Nunca me imaginarei vazio, vazio sem o deleite do meu corpo aquecido
pelo som do silêncio à minha volta, à volta de um sussurro, sem um travesseiro
para partilhar, um cheiro, um sentir, um paladar. Sempre me imaginarei aproximando-me
de mim mesmo, avezado a estar só num sufoco onde sempre estou, a razão de eu
nunca ter sido, inexplicavelmente, uma pureza celeste ou a derrota de mim.
Vejo-me pisando destroços de mim entre gerações e lixo átono,
pisando o descanso da minha sombra, cansado de outras voltas dadas pela vida
plena de mentiras e atrocidades conscientes.
Desesperado sinto, aliso o meu corpo e nele alivio a minha
vontade de morrer, vigio as minhas olheiras tropeçando na realidade das
situações, afago um xantelasma e adormeço a minha voz. As palavras são aquilo
que eu não quero dizer.
Vigiando este estado latente de emoção, contorno a vontade de
partir e amo a triste realidade de existir, sinto-te a cada movimento dúbio e
tenso do meu cadáver e com ele vivo e me deito esperando o sol, circunstancia
de coisa alguma, vontade emergente, ocasionalmente modesta e banal, alma de
poeta frágil e tenso, constante interminável da vida.
Ensinaste-me a magia do sonho e fizeste-me acreditar que era
real, contudo sou figura deste presépio de natal que estaticamente recordará,
ano após ano, mais uma viagem ao destino impossível.
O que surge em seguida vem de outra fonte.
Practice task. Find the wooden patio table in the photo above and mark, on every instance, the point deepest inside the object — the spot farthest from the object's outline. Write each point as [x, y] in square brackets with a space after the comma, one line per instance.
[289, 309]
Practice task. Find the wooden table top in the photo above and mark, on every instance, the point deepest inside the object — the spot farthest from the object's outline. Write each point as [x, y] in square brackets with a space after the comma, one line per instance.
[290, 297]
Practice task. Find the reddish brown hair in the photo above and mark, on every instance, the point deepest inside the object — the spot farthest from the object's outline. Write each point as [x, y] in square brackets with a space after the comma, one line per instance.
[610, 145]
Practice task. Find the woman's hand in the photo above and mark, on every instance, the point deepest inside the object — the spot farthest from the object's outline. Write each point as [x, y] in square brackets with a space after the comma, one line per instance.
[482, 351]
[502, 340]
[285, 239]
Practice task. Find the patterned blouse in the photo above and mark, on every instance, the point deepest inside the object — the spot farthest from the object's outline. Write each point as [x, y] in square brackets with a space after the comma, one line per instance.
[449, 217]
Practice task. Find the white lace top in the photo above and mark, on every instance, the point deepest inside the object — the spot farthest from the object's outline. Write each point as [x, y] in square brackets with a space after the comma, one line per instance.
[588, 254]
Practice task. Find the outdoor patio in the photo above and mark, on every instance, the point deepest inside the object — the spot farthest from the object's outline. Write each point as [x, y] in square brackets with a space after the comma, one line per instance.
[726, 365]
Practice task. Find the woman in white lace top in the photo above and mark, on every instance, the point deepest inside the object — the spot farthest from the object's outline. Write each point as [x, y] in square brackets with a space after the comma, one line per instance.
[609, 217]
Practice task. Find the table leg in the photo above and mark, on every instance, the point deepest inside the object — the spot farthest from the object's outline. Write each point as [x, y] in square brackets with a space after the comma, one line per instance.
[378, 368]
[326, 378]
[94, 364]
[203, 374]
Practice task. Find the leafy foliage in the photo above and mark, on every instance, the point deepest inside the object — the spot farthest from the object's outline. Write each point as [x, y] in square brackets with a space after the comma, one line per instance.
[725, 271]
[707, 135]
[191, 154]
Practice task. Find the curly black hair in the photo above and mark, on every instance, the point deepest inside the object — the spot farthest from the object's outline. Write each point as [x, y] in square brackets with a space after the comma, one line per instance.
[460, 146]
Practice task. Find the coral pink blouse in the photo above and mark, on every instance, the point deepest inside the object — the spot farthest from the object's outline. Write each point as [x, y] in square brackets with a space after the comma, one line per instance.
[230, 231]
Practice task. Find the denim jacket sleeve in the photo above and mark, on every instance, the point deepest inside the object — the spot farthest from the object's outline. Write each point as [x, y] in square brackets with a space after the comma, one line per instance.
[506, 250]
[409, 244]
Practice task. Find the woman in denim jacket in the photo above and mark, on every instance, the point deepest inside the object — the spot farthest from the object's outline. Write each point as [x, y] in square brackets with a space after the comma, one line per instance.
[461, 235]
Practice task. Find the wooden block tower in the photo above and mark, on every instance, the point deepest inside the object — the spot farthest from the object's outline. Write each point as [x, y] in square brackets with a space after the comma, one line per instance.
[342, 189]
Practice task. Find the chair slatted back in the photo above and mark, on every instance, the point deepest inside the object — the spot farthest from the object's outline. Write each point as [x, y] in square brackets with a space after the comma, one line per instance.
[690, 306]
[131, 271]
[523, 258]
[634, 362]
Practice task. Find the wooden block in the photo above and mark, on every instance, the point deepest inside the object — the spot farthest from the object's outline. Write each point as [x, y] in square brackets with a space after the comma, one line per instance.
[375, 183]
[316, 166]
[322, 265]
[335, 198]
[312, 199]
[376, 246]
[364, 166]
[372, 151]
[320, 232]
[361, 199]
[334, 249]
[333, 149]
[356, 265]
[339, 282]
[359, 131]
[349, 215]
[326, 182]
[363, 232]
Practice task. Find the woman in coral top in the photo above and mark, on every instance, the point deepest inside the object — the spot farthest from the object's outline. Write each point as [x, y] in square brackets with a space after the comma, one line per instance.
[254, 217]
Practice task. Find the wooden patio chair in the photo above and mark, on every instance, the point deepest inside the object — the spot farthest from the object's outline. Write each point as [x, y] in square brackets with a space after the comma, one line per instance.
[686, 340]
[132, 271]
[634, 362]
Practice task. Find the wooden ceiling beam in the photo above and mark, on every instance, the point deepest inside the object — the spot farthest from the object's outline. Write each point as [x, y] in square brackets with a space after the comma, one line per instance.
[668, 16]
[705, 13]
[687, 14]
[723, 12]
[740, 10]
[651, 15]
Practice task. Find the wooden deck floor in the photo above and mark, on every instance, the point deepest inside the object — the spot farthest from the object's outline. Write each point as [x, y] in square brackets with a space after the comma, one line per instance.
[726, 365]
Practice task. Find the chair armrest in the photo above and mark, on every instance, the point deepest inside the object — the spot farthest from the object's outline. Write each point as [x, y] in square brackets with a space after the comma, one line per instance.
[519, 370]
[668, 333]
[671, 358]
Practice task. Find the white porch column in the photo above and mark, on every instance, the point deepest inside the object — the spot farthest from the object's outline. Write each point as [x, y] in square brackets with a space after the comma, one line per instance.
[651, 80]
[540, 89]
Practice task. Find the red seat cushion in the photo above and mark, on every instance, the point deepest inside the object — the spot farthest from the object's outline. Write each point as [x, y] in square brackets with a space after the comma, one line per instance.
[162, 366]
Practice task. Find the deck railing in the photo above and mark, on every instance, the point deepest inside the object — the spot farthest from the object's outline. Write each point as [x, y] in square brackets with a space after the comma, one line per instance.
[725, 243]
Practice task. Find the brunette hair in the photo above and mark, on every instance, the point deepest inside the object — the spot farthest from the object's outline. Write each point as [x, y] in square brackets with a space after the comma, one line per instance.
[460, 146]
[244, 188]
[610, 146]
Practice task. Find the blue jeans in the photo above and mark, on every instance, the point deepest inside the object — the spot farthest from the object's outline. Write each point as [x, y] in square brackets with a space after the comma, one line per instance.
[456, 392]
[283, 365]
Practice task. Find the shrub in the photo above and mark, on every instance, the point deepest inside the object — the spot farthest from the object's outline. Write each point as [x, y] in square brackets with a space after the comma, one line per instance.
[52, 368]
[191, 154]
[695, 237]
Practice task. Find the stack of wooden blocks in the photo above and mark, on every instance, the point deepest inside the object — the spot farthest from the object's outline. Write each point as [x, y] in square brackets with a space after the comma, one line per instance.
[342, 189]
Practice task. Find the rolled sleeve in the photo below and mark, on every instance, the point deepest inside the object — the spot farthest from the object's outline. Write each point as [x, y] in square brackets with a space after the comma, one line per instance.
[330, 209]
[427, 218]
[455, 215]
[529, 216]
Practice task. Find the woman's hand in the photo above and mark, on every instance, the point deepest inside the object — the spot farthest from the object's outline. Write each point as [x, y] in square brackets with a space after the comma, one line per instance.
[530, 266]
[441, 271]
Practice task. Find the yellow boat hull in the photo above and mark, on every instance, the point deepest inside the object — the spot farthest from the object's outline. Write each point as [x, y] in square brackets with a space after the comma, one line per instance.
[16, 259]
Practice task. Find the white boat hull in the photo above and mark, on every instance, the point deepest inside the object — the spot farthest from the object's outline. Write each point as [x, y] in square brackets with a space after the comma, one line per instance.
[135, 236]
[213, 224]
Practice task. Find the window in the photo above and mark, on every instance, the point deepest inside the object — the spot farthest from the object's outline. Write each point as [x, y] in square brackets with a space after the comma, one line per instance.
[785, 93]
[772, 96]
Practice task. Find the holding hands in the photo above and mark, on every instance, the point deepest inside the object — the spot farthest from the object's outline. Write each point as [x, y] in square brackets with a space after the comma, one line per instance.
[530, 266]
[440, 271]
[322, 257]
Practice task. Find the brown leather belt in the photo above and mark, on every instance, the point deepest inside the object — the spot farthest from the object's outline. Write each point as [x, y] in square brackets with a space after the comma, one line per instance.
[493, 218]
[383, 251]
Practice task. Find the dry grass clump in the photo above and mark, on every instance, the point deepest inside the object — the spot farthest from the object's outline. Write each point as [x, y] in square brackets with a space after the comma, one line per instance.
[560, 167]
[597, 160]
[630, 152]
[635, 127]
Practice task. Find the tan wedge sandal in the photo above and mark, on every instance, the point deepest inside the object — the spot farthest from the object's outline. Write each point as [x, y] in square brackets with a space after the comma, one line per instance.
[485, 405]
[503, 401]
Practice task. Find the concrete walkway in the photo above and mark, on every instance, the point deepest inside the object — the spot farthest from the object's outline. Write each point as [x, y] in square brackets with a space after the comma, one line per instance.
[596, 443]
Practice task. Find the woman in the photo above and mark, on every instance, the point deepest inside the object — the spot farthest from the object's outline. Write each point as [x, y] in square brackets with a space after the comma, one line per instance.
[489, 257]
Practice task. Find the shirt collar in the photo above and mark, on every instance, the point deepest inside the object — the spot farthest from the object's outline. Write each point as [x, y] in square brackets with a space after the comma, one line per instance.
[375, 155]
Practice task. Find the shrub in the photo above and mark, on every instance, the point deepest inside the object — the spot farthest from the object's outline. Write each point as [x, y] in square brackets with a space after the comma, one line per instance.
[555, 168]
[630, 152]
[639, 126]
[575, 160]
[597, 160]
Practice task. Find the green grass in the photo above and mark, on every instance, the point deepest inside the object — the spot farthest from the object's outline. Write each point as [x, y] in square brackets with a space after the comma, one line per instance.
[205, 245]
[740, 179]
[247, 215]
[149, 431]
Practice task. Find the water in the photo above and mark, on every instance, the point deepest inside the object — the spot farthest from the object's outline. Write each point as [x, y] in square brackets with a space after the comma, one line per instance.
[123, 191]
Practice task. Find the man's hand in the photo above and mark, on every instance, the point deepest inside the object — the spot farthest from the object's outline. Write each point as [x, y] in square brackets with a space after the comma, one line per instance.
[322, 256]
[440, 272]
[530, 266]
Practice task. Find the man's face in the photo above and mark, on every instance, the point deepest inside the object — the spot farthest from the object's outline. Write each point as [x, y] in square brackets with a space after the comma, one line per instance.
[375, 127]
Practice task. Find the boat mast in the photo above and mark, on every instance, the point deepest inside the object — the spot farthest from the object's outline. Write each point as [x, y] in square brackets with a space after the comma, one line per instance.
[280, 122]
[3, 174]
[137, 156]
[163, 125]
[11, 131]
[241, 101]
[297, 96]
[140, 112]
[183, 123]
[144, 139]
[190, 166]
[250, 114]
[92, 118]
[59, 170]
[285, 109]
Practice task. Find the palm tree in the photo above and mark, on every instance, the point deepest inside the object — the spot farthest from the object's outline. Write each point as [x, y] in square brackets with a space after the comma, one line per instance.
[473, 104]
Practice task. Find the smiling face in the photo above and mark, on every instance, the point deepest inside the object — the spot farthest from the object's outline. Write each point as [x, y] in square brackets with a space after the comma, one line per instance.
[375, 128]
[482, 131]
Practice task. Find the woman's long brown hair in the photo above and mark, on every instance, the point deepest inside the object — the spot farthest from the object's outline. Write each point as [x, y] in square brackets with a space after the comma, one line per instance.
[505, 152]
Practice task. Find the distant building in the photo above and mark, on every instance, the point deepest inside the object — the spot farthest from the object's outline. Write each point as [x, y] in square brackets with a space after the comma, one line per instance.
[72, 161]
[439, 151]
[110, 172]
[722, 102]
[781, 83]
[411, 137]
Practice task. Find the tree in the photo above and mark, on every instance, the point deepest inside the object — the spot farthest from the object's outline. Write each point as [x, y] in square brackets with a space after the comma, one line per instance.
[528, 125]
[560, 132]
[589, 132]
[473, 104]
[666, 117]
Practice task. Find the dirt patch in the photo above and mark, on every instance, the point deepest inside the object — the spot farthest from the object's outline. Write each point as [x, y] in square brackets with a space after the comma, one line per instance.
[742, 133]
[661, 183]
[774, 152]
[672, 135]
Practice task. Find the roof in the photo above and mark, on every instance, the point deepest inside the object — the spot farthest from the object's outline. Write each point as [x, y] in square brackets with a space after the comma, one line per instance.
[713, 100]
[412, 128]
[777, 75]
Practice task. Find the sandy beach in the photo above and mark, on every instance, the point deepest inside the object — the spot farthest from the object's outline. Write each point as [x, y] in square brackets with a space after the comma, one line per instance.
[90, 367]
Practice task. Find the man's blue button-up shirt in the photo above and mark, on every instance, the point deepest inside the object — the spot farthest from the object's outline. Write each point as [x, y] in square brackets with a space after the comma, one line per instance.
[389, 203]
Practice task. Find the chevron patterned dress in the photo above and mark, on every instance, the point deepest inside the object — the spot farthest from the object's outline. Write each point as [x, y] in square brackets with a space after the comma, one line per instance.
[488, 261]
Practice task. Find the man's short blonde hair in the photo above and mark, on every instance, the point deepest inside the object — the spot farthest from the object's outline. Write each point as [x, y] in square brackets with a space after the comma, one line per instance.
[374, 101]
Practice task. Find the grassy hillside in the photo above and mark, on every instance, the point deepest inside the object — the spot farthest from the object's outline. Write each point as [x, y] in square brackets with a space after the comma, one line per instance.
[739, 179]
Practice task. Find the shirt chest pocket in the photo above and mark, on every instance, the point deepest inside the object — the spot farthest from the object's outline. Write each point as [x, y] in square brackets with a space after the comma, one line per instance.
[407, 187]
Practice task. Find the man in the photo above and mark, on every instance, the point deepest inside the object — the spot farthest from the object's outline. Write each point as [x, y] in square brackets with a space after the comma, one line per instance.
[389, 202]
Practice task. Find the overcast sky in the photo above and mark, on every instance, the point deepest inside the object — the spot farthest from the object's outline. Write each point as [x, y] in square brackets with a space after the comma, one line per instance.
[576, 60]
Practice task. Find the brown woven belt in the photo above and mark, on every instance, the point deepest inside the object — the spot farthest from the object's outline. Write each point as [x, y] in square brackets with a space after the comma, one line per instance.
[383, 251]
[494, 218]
Tilinto por dentro de um corpo
encarnado em mim e com ele vagueio nas ondas dos teus sentidos.
Afasto-me da dura realidade, da verdade plantada na percepção
do impossível e viverei segundo as regências do eternamente impossível.
Devo o dever indeclinável de me amar, sempre na esperança de
morrer antes de te ter na plenitude, sinto-me fraco de alma e forte de
espírito, sinto o ritual da paixão inexplicável por mim, ignoro-o, sempre com pensamentos
inapropriados, anti naturais, descarregados entre as confissões de mim e as de outro
alguém.
Fecho os olhos e vou sonhar na melhor maneira de pensar em
escrever alguma coisa, que acaba por não dizer coisa alguma.